C. Pursuant to § 2.2-1112, the Division of Purchases and Supply (the Division) shall determine the appropriate facial recognition technology for use in accordance with this section. The Division shall not approve any facial recognition technology unless it has been evaluated by the National Institute of Standards and Technology (NIST) and determined to have an accuracy score of at least 98 percent true positives within all demographic groups. Such accuracy score shall be based on the most recent available Facial Recognition Vendor Test utilized by NIST. To ensure compliance with this section, the Division shall require all approved vendors to provide annually independent assessments and benchmarks offered by NIST. Any facial recognition technology utilized shall employ algorithms that have demonstrated the highest level of accuracy with minimal performance variations associated with race, skin tone, ethnicity, and gender.

D. A match made through facial recognition technology shall not constitute probable cause for an arrest. A match made through facial recognition technology shall be admissible as exculpatory evidence.

E. A campus police department may use facial recognition technology to compare or query against any lawfully acquired or accessed image or image database.

F. A campus police department shall publicly post its policy on use of facial recognition technology before employing such facial recognition technology to investigate a specific criminal incident or citizen welfare situation. Pursuant to subsection F of § 15.2-1723.2, a campus police department may either (i) adopt the model policy developed by the Department of State Police or (ii) develop its own policy that meets or exceeds the standards set forth in such model policy. Any policy adopted or developed pursuant to this subsection shall be updated annually.

G. Any campus police department that uses facial recognition technology shall maintain records sufficient to facilitate discovery in criminal proceedings, post-conviction proceedings, public reporting, and auditing of compliance with such department's facial recognition technology policies. Such department that uses facial recognition technology shall collect data pertaining to (i) a complete history of each user's queries; (ii) the total number of queries conducted; (iii) the number of queries that resulted in a list of possible candidates; (iv) how many times an examiner offered campus police an investigative lead based on his findings; (v) how many cases were closed due to an investigative lead from facial recognition technology; (vi) what types of criminal offenses are being investigated; (vii) the nature of the image repository being compared or queried; and (viii) if applicable, any other entities with whom the department shared facial recognition data.
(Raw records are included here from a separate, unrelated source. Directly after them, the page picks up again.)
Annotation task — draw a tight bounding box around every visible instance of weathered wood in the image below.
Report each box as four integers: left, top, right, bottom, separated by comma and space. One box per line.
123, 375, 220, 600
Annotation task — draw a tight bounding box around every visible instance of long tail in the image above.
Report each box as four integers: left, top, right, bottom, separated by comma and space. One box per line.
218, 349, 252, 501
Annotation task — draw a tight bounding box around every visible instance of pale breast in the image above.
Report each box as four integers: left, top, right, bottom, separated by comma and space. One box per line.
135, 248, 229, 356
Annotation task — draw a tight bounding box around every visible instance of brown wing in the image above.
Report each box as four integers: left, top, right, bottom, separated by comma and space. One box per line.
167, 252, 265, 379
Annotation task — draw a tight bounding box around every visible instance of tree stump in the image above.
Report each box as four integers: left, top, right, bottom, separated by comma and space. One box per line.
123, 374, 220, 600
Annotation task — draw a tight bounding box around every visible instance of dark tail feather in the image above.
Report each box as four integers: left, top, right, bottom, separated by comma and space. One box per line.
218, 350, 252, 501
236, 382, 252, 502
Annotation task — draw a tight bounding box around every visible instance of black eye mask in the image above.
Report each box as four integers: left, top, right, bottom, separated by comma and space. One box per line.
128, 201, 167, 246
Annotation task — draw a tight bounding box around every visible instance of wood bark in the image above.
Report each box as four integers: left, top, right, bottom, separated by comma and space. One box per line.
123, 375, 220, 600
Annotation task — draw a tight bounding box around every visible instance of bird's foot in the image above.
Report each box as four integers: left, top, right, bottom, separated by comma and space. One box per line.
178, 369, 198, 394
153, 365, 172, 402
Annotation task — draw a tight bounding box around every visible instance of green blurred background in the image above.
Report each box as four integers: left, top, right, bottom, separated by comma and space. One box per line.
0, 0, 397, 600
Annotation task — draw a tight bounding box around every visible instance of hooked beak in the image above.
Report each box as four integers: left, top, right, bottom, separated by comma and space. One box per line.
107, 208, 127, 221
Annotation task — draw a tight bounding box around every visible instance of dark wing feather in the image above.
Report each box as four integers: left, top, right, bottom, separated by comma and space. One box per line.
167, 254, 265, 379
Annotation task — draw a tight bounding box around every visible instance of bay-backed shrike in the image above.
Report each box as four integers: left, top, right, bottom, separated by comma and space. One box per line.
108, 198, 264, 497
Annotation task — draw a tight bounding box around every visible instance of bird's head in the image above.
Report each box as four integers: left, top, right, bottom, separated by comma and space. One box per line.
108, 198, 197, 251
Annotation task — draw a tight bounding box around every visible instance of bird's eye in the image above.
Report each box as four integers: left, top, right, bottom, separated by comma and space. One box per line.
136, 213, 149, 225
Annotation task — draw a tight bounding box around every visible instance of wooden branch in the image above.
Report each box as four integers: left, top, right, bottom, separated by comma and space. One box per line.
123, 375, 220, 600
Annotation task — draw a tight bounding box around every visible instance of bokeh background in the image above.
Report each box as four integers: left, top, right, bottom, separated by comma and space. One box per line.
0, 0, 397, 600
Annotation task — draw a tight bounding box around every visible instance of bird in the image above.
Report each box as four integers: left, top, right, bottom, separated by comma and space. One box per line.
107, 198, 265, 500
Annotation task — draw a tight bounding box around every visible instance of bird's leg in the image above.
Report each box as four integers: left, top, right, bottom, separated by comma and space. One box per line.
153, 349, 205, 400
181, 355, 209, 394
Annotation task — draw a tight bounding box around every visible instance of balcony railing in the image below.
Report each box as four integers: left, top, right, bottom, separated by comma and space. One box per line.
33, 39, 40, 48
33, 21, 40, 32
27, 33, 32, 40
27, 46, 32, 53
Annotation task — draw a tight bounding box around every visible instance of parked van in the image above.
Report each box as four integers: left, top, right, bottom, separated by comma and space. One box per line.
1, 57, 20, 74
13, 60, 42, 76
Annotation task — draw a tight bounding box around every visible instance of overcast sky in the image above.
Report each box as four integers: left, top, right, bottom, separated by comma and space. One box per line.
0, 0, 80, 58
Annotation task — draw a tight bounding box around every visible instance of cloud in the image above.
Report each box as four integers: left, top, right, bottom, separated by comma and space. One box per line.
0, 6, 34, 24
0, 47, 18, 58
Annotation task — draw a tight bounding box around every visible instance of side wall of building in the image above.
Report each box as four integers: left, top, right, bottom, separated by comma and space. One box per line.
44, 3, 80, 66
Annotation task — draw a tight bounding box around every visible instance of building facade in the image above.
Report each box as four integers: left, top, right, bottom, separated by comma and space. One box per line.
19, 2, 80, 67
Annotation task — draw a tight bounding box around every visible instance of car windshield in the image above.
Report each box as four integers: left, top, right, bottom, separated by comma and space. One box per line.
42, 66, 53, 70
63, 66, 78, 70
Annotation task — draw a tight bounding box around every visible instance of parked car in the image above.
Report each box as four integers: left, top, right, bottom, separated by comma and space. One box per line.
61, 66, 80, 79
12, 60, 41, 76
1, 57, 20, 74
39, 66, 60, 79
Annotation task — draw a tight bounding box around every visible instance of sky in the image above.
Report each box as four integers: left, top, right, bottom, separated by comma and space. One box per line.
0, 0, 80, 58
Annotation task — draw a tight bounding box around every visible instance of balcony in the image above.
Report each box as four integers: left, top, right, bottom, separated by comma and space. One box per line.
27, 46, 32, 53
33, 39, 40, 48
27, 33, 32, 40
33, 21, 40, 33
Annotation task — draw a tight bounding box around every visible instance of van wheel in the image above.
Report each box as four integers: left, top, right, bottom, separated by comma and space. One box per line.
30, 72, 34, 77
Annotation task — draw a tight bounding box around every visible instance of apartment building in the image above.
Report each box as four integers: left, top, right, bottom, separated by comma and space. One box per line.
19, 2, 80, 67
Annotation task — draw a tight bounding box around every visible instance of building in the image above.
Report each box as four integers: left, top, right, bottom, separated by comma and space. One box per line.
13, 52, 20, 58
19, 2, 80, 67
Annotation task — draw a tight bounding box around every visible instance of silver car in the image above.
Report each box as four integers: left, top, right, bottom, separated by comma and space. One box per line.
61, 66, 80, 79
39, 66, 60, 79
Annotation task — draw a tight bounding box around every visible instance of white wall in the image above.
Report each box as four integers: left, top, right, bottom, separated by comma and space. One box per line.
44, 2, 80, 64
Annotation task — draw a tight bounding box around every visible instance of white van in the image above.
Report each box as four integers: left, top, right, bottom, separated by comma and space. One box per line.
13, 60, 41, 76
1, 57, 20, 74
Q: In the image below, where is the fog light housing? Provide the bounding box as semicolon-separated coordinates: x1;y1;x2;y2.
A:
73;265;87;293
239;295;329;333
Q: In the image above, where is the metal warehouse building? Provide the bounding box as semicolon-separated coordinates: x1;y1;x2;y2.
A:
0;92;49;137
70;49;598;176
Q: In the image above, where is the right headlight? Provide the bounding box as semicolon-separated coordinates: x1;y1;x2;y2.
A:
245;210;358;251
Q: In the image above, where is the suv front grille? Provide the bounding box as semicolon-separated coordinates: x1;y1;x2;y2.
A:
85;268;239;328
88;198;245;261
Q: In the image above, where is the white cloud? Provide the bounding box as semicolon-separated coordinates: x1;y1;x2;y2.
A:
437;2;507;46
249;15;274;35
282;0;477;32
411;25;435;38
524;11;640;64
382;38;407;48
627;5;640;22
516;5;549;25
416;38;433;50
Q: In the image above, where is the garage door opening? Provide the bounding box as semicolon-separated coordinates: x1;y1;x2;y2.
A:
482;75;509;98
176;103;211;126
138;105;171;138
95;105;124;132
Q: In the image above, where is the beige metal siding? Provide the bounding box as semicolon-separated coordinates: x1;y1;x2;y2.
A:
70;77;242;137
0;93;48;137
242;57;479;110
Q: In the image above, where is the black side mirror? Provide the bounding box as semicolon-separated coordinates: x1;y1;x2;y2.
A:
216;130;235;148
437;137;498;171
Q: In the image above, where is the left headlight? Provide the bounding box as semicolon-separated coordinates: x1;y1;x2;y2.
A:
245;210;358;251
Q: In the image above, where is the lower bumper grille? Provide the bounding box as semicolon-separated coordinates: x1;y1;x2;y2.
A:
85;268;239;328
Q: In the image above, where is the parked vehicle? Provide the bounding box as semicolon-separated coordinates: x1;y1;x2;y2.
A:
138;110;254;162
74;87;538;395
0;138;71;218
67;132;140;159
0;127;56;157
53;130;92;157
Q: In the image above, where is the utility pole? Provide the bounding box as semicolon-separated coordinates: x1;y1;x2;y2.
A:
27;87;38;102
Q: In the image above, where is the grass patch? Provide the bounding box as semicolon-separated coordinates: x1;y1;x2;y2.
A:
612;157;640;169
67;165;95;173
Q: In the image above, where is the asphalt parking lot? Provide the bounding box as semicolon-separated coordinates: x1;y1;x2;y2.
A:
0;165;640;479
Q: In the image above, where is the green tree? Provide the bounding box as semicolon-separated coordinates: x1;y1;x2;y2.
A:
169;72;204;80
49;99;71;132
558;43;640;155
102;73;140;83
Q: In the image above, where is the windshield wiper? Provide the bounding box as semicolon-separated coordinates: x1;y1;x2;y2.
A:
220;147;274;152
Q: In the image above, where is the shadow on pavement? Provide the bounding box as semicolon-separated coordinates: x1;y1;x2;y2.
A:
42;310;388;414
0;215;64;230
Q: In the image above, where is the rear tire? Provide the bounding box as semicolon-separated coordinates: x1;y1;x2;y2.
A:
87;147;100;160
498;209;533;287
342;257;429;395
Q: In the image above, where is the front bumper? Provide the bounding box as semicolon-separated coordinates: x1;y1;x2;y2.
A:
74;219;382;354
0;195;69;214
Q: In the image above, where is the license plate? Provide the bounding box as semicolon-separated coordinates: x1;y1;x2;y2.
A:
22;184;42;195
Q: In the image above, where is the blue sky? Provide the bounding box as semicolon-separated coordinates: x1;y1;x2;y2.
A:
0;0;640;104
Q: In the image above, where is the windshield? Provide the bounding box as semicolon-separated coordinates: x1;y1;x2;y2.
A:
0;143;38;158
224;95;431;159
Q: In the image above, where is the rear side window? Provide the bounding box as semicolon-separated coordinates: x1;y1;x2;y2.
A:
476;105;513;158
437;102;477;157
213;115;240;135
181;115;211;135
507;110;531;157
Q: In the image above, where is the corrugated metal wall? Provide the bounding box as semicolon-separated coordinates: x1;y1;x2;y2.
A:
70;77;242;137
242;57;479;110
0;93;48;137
H. Any chief of a campus police department whose agency uses facial recognition technology shall be responsible for publishing in print or on a public website an annual report by April 1 each year to provide information to the public regarding the department's use of facial recognition technology. The report shall include all data required by subsection G of § 15.2-1723.2. If any information or data (i) contains an articulable concern for any person's safety; (ii) is otherwise prohibited for public disclosure by federal or state statute; or (iii) if disclosed, may compromise sensitive criminal justice information, such information or data may be excluded from public disclosure. The annual report shall include (a) any instances of unauthorized access of the facial recognition technology, including any unauthorized access by employees of a campus police department; (b) vendor information, including the specific algorithms employed; and (c) if applicable, data or links related to third-party testing of such algorithms, including any reference to variations in demographic performance.

I. A campus police department shall notify in writing the public institution of higher education that such department serves no less than 30 days before such department procures facial recognition technology. The provisions of this subsection shall be deemed satisfied if the public institution of higher education directs the campus police department to procure facial recognition technology.